Strong measures prevent predatory mortgage lending tactics

A new law recently went into effect that will protect New York homeowners from unscrupulous mortgage lenders who target borrowers with a high likelihood of default, and seek easy gains from foreclosures (Ch. 626 of 2002).

The anti-predatory lending law will put an end to the swindling of unsuspecting homeowners, who may be taken in by the fast talk of salespeople pushing loans.

Protecting hard-pressed consumers

Many victims of these predatory lending techniques have been elderly or from low-income households.
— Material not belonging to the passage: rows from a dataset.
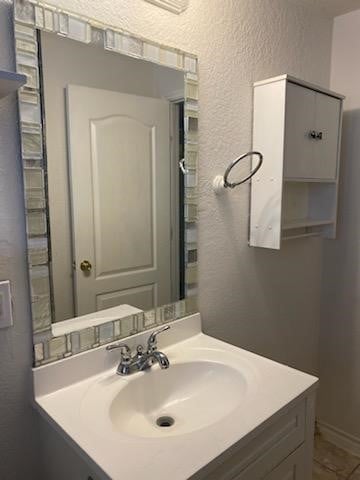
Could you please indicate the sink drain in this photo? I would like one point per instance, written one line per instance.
(165, 421)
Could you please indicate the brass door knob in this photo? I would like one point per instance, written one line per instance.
(85, 266)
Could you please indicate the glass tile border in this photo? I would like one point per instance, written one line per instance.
(29, 17)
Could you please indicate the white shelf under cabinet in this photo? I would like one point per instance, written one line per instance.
(305, 222)
(294, 194)
(10, 82)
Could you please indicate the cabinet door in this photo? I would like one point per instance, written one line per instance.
(292, 468)
(299, 121)
(328, 111)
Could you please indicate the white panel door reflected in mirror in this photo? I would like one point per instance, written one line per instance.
(114, 140)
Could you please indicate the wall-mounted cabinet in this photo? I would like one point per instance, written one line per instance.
(297, 128)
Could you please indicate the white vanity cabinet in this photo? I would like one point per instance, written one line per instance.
(297, 128)
(281, 450)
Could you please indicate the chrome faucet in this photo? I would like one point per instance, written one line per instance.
(141, 360)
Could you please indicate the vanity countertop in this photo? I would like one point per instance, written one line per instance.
(76, 394)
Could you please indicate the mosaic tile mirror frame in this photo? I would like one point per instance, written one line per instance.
(30, 17)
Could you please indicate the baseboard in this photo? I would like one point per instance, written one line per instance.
(341, 439)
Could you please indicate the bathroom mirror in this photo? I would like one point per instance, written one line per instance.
(109, 125)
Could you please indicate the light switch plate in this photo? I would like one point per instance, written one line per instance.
(6, 318)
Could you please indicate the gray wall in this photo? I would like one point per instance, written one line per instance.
(264, 301)
(339, 397)
(19, 444)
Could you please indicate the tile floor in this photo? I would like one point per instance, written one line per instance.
(333, 463)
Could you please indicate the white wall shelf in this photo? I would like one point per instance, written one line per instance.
(10, 82)
(297, 128)
(306, 222)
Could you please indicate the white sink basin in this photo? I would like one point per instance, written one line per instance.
(216, 394)
(195, 392)
(184, 398)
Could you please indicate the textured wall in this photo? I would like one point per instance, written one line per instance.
(18, 432)
(264, 301)
(339, 397)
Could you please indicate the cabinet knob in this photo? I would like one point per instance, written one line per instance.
(316, 135)
(85, 266)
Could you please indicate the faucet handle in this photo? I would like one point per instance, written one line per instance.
(152, 341)
(126, 356)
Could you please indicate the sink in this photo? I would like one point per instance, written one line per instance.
(212, 397)
(196, 392)
(182, 399)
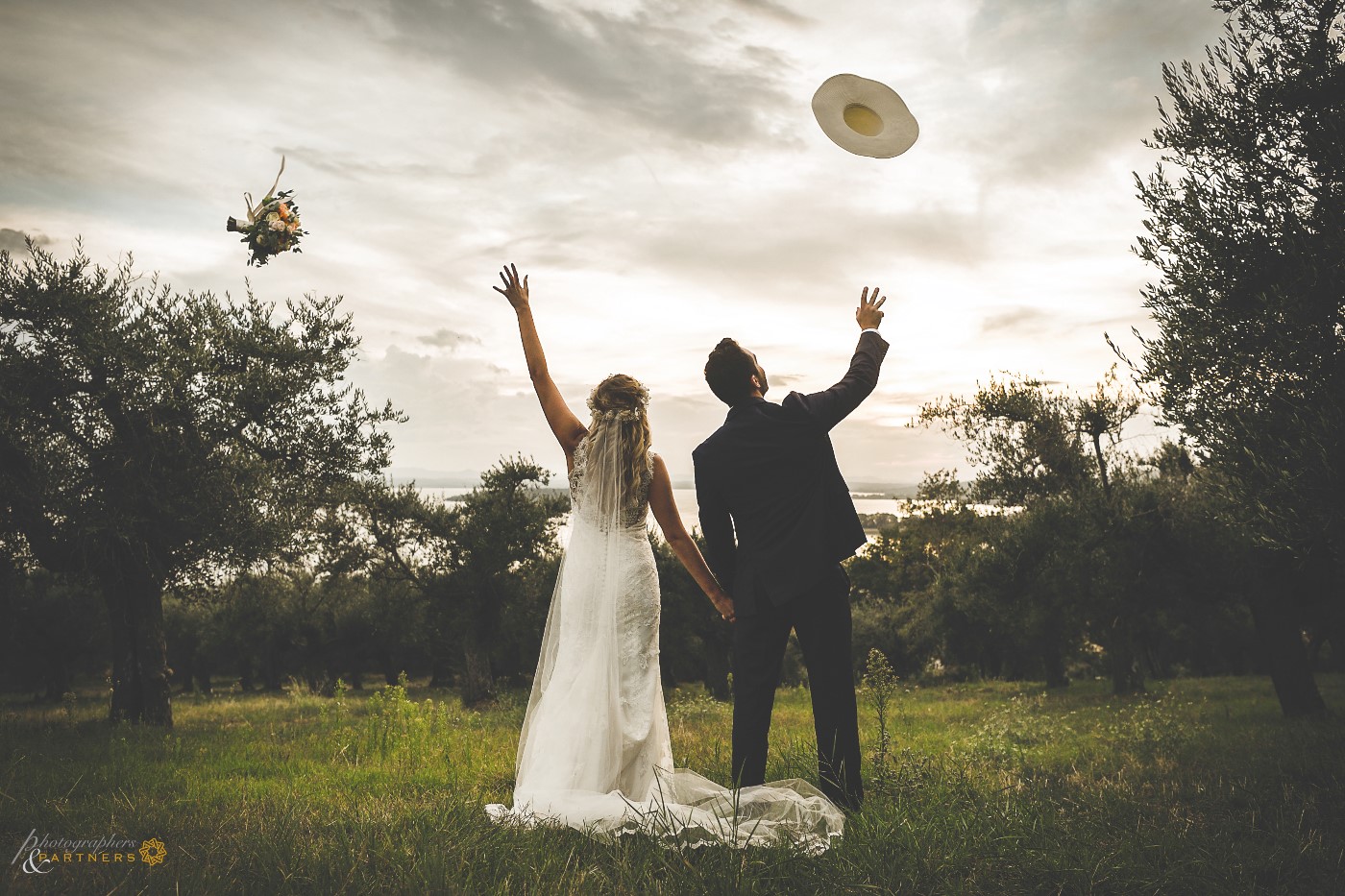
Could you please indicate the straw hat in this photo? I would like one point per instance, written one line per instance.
(864, 117)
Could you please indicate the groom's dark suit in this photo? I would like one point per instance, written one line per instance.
(770, 476)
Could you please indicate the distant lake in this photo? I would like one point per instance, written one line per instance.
(689, 510)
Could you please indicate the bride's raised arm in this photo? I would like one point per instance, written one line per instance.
(670, 521)
(565, 425)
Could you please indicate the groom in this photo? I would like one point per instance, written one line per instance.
(769, 476)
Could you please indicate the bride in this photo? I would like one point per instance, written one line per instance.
(595, 751)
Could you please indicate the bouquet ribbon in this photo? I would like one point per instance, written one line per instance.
(255, 210)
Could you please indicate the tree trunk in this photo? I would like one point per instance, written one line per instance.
(1286, 657)
(1277, 613)
(1053, 662)
(140, 690)
(477, 684)
(1126, 674)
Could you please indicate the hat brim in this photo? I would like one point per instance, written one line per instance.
(898, 128)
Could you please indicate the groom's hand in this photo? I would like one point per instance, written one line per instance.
(514, 288)
(869, 314)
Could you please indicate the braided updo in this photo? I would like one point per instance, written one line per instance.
(623, 401)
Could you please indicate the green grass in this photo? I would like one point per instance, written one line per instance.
(990, 788)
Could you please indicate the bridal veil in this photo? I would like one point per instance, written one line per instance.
(595, 751)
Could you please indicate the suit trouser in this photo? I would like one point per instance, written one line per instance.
(820, 619)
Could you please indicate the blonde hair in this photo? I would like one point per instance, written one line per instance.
(623, 401)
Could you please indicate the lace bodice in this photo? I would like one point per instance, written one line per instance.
(635, 507)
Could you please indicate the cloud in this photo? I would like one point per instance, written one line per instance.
(13, 242)
(1069, 81)
(1018, 321)
(446, 338)
(652, 66)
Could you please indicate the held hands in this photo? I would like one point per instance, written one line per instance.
(869, 312)
(723, 604)
(514, 288)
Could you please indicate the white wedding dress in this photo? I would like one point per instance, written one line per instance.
(595, 751)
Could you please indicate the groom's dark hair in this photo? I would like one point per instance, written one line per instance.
(729, 372)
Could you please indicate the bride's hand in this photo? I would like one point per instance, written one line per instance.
(725, 606)
(514, 288)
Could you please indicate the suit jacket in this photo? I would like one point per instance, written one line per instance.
(775, 512)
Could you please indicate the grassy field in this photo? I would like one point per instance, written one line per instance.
(988, 788)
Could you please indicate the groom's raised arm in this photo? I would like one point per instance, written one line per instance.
(721, 547)
(833, 405)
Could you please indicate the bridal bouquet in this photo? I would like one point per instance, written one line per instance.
(272, 224)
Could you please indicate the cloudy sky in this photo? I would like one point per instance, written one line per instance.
(654, 167)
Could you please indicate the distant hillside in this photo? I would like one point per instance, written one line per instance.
(470, 478)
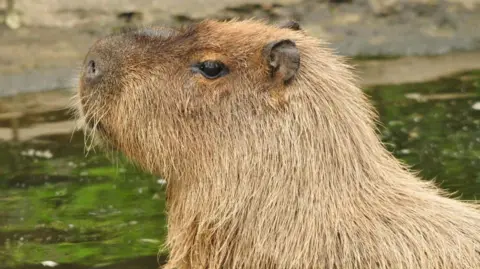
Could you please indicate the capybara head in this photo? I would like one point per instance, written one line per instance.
(160, 94)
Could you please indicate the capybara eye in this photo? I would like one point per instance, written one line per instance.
(211, 69)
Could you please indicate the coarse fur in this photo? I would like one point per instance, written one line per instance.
(267, 173)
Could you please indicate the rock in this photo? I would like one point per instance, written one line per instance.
(12, 20)
(383, 7)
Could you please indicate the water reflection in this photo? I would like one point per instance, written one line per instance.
(85, 211)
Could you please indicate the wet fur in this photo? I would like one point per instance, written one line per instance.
(263, 174)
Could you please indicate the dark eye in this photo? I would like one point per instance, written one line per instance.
(211, 69)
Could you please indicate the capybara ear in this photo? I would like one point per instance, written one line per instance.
(283, 59)
(292, 25)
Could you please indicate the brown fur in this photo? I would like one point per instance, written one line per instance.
(265, 174)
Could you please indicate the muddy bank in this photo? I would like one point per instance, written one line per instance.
(56, 34)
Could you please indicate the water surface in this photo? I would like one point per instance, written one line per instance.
(56, 204)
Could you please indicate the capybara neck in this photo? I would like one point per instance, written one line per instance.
(270, 153)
Ineligible for prime-rate mortgages, they are bilked into accepting loans with excessive interest rates, or which are too large to be affordable. For this reason, the law was one of AARP’s top priorities since its introduction in the Assembly.
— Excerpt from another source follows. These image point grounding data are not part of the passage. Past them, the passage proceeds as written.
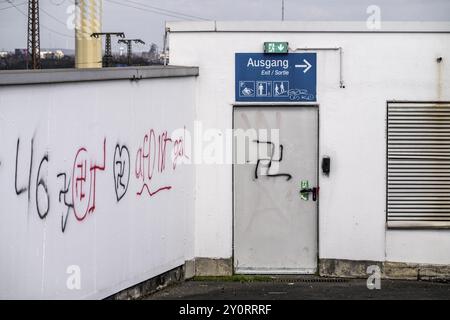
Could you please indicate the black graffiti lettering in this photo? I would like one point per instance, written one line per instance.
(270, 161)
(63, 199)
(42, 183)
(121, 171)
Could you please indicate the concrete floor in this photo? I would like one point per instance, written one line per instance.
(301, 288)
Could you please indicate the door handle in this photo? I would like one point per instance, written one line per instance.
(314, 192)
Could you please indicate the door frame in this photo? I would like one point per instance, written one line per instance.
(235, 106)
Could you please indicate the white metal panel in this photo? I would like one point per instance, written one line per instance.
(418, 165)
(275, 231)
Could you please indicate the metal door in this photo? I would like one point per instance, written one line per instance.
(275, 190)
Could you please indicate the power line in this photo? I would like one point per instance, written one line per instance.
(53, 17)
(12, 5)
(42, 25)
(166, 10)
(179, 16)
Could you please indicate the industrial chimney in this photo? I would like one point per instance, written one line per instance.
(88, 50)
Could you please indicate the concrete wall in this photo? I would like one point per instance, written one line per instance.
(76, 195)
(377, 67)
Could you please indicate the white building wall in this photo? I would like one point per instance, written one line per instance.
(120, 243)
(377, 67)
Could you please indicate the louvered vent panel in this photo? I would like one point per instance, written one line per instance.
(418, 165)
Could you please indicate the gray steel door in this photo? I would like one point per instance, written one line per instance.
(275, 225)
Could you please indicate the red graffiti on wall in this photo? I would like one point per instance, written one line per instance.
(152, 153)
(179, 149)
(84, 177)
(151, 159)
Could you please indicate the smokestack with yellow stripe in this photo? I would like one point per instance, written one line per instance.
(88, 50)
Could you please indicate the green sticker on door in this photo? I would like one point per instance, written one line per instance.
(304, 185)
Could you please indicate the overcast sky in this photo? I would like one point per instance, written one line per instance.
(145, 18)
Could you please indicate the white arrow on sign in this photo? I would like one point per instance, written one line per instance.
(307, 66)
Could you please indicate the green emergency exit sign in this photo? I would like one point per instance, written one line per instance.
(276, 47)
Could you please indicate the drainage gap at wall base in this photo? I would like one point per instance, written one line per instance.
(152, 285)
(389, 270)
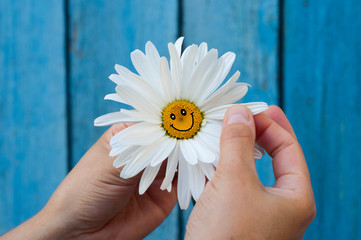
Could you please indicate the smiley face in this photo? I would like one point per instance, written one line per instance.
(182, 119)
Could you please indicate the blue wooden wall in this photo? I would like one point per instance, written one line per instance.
(55, 57)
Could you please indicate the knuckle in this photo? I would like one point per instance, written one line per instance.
(237, 131)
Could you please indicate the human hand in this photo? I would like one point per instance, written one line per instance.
(234, 204)
(93, 202)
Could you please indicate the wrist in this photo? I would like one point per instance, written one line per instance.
(44, 225)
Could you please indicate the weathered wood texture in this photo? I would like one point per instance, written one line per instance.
(33, 148)
(322, 70)
(103, 33)
(49, 49)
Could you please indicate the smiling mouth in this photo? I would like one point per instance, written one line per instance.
(185, 129)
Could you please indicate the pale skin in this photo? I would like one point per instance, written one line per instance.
(94, 203)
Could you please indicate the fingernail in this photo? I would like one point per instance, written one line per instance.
(237, 114)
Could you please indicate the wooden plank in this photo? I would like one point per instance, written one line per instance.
(249, 29)
(322, 69)
(33, 154)
(104, 33)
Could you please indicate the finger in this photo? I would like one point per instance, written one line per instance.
(237, 143)
(289, 165)
(276, 113)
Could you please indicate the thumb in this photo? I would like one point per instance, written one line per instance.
(237, 144)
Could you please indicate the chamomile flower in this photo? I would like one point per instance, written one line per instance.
(179, 109)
Seniors on fixed incomes are particularly susceptible to predatory lending schemes because they often have substantial equity in their homes, but may need access to cash to pay for home repair or health care bills.

The law helps prevent predatory lending by limiting interest hikes, banning loans deemed excessive compared to the income of the borrower, and requiring lenders to supply a list of credit counselors and a cautionary notice to borrowers.

Helping homeowners keep hard-earned savings

AARP called this law, which I sponsored, one of the strongest in the nation. Many New Yorkers work their whole lives hoping to retire in a house they can call their own. This law will ensure all that work wasn’t in vain.

For others, of lesser means or plagued by credit troubles, this law will prevent scheming lenders from exploiting their predicament, and save their homes from unnecessary foreclosure. Home ownership is a right for those who have earned it – and we can’t allow the theft of this right by the unscrupulous.

I am dedicated to protecting New York’s working families – especially in their homes. This law marks a victory for fairness and the right of our families to keep what they’ve worked for.